155. Jestem złym blogerem.
Jestem złym blogerem. Po pierwsze, nie czuję się blogerem. Nie śledzę wyników konkursów na bloga roku. Nie biorę udziału w żadnych konkursach. Piszę za rzadko. Za rzadko. Nie chcę zarobić na pisaniu bloga. Nie umieszczam reklam z prawej strony na belce, ani na dole. Z lewej też nie.
Nie chcę Ci niczego sprzedać. Nie chcę, abyś kliknęła gdziekolwiek. Nie umieszczam wyskakujących okienek z promocjami czegoś tam. Nie chcę Cię namówić na spotkanie, randkę, rozmowę o tym jak mogę Ci pomóc. Nie mogę Ci pomóc. Nie chcę Ci wcisnąć swojej książki. Piszę, bo lubię, a głównym wyznacznikiem mojej efektywności jest dostępny czas. Mam go ostatnio mało. Powód głównie jeden: studia Executive MBA, które zabierają mi większość czasu. Do tego praca, rodzina, takie tam.
Zatem same kiepskie wiadomości. Jest jednak i dobra. Nawet wyśmienita. Do grona autorów bloga dołącza mój serdeczny przyjaciel z pracy, Marek Hyla. Marek jest autorem dwóch książek, licznych artykułów i raportów, poświęconych e-learningowi i rozwojowi w miejscu pracy i nie tylko. Jestem pewien, że blog zyskuje niniejszym duży zastrzyk pozytywnej energii i wartościowych treści. Pierwszy wpis Marka – za chwilę. Aha. Marek też prawdopodobnie nie chce Ci nic sprzedać. Ani pomóc… ;)

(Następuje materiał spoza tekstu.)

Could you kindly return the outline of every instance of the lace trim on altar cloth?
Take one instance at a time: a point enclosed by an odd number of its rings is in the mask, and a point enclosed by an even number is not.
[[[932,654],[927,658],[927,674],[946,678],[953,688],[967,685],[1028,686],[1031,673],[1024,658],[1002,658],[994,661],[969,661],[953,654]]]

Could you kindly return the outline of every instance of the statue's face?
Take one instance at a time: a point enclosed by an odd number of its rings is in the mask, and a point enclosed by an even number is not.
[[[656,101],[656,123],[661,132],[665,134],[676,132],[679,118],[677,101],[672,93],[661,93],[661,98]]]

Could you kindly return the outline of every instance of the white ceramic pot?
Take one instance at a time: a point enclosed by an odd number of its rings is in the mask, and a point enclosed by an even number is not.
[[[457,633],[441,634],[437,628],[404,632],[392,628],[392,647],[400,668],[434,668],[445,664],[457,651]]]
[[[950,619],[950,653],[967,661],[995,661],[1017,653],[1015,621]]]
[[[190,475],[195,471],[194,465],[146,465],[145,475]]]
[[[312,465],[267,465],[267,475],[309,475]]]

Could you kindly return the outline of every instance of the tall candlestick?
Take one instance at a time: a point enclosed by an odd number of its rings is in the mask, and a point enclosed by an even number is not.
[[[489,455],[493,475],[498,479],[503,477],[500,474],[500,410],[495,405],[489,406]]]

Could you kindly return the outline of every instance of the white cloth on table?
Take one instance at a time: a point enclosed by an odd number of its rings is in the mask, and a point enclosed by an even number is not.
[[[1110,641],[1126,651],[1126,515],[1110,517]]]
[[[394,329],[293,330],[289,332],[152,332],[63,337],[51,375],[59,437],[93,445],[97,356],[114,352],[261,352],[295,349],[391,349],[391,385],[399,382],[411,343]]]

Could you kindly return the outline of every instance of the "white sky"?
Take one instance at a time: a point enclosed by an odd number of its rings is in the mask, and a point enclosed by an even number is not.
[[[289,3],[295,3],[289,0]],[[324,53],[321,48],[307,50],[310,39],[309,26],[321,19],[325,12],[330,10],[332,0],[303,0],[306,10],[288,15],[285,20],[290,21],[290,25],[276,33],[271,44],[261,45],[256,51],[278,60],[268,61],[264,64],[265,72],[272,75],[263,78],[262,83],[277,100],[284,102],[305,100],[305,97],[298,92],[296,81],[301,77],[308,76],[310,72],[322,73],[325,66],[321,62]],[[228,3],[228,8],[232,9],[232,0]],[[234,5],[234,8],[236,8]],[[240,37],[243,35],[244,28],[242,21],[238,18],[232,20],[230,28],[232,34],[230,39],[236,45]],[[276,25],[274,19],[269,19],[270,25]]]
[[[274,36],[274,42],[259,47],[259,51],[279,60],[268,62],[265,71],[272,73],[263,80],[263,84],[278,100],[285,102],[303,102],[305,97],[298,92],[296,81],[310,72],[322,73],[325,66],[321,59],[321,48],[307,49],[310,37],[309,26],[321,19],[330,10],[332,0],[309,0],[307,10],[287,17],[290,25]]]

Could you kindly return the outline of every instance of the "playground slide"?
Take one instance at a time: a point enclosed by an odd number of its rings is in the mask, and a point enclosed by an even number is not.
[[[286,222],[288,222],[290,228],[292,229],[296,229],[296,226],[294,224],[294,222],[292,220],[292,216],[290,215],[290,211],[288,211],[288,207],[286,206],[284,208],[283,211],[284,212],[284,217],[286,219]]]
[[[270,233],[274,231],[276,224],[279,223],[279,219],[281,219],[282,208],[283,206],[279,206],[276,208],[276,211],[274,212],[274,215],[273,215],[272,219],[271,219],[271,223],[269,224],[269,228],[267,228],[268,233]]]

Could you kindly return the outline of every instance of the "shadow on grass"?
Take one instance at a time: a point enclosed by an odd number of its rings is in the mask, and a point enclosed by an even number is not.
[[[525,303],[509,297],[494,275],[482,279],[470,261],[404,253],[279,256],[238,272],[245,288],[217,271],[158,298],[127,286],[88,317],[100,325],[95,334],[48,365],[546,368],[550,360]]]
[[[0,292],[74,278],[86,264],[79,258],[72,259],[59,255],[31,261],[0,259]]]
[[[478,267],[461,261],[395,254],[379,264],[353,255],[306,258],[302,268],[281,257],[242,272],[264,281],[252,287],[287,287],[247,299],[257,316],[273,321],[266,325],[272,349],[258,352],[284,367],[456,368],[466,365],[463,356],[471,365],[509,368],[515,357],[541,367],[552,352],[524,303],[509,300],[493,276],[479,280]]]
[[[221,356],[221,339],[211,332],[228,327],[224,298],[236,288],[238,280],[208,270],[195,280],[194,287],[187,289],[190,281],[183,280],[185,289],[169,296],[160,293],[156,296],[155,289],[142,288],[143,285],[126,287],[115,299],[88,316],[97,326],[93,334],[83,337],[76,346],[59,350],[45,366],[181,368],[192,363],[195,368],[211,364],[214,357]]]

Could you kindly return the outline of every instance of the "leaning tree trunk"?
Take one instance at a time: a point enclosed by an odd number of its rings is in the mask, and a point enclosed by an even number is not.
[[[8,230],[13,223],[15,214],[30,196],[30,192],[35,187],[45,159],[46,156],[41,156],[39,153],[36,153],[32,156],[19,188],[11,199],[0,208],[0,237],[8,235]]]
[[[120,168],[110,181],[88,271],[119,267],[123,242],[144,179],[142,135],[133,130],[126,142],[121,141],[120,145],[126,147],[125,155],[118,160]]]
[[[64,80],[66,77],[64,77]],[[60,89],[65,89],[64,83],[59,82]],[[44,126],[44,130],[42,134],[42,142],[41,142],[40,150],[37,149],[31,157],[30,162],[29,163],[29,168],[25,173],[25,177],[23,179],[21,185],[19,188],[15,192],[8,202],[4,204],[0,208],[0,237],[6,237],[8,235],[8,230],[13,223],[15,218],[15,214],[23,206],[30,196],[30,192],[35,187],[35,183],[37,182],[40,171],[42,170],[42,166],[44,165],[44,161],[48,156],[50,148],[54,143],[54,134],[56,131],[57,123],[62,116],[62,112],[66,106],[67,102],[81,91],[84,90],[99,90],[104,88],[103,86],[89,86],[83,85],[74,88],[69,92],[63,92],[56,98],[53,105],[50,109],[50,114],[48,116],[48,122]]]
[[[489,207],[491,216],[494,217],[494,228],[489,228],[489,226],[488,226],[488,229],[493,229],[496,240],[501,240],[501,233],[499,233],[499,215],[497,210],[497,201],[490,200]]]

Brakuje jeszcze „Halo, jestem blogerem i mi się należy” tzn. połączenia bloga z facebookiem i załatwiania tam prywatnych spraw, jak np. zepsuł mi się aparat(która firma mi go kupi), nieatrakcyjna oferta na telewizję cyfrową itp. ;)
Może jednak znajdziesz czas aby odpowiedzieć na pytanie, które się ostatnio zrodziło w mojej głowie. Zacząłem czytam książkę http://www.amazon.com/Intern-Nation-Nothing-Economy-ebook/dp/B009NC99SU/ i przypomniało mi się jak jakieś 2 lata temu byłem na dniu otwartym w jednej z najbardziej zyskownych firm w Polsce. Dyrektor HR przedstawiając program praktyk wakacyjnych zaznaczył, że szukają tylko najlepszych, po czym dodał, że praktyki ? są bezpłatne. No i teraz moje pytanie, czy firma ta wierzyła, że na bezpłatne praktyki(mogą się o nie ubiegać tylko osoby niemuszące się utrzymywać, co już ogranicza potencjalne grono), kiedy około połowa konkurencyjnych firm oferuje praktyki płatne, faktycznie znajdą najlepszych? A może to poszukiwanie najlepszych było tylko frazesem? A może jest to też żerowanie na desperacji niektórych studentów, podsycanych przez media donoszące o coraz większym bezrobociu wśród młodych?
Czy firmy oferujące darmowe praktyki nie liczą się z faktem bycia negatywnie odbieranymi przez studentów? Bo jak dla mnie darmowe praktyki są trochę komunikatem „Twoja praca nie jest dla nas nic warta”.
Dzięki Michał i za możliwość bycia w tak zacnym gronie i za Twoje miłe słowa.
Sprzedawać, faktycznie, przez bloga nic nie będę – chyba, że różne idee i przemyślenia. A jeśli chodzi o pomoc – to tą zawsze chętnie służę… Taki już jestem…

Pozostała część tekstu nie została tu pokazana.